期待の新人マフィア×根暗男子高生のBL注意な小説です。


*あらすじ
父が巨大ヤクザの元締めを務める深海珊瑚は、反社会的勢力に関わりがあるとして通算15のバイト応募に落ちていた。
そこで珊瑚は、父の血で汚れたスーツを洗濯していた経験を生かし、クリーニング屋を開くことに。
"持ち込まれたスーツがどんなに血塗れだろうと、決して理由は尋ねない"。
そんな珊瑚のクリーニング屋はヤクザ・マフィアの御用達となっていき…

2:匿名のギャング:2020/11/13(金) 12:38

「わ、悪かったよ、オマエらのモンに手ぇ出したのはよ、謝るから……許してくれぇぇえ!ミディスピアーチェ、ミディスピアーチェ!」
「お前の謝罪に、損失した10万ユーロ分の価値があるとでも? つーか……イタリア語ヘタクソ……」

新宿の夜の路地裏に、ひっそりと金属が弾ける。
アスファルトに倒れる男の命乞いは、銃声にかき消された。
男の息の根が止まったのを静かに見届けた青年は、まだ煙の立ち上る銃をジャケットの内ポケットに仕舞おうとして悲鳴を上げた。
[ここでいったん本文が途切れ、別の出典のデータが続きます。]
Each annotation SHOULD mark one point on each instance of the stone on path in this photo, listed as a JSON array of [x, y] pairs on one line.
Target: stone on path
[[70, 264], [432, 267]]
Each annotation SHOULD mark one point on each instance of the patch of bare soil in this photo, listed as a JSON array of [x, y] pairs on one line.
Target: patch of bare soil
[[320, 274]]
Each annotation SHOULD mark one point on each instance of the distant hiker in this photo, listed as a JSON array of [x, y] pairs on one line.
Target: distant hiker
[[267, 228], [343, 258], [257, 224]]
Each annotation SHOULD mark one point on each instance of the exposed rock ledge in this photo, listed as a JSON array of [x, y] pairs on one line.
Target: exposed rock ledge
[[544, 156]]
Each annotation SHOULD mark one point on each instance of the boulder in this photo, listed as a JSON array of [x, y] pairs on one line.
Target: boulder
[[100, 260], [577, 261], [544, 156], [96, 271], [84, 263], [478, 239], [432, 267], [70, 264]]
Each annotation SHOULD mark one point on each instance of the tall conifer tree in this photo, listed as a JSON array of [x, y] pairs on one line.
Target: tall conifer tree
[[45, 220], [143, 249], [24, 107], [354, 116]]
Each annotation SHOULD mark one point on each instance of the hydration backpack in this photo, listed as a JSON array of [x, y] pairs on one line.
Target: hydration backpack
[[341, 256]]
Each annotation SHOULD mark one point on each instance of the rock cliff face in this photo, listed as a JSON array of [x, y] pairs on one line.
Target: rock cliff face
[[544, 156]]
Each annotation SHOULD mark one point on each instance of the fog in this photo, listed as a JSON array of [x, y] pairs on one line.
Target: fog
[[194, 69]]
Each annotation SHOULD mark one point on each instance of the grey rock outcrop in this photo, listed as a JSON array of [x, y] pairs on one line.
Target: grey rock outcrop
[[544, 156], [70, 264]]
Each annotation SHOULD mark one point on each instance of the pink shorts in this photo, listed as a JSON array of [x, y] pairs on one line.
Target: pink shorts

「マジかよッ、この一張羅すっげぇ気に入ってたのに!」

イタリア製の1200ユーロ(15万円)した薔薇の刺繍入りジャケットに、薔薇ではない"赤"が跳ねていた。

「こいつ確かB型……ちくしょー、俺と相性の悪い血だぜ」
「だから言ったろチェスコ。ジャケット1枚買うのに苦労するような新人が、格好つけて任務に着てくるなって。血で汚れんのは分かってたことだろうが」
「けど安っぽい服なんか舐められるだけッスよぉ……」
「新人なんてそんなもんだ」

裏の世界で普段から上等な服を着ていいのは、血で汚れちまっても替えのスーツを沢山持ってる地位の奴に限るんだ。
もっとも、そんな地位まで登り詰めれば血で汚れるような仕事はそうそう回ってこねーけどな。

チェスコは、悟ったように語る中年の上司を見上げた。
くたびれたスーツはシワだらけだ。

20歳で"組織"に属して早20年、四十路に入ったにも関わらず、幹部どころか新人指導しか任されないという青年の上司。
"この世界"は年功序列ではない。

もっとも彼の場合、評価されないというより"新人教育"が天職過ぎて現場に駆り出されるだけで、待遇は悪くない。
現に彼は凄腕殺し屋やらマフィアのボスやらを何人も輩出しており、青年──チェスコも未来を期待された内の一人である。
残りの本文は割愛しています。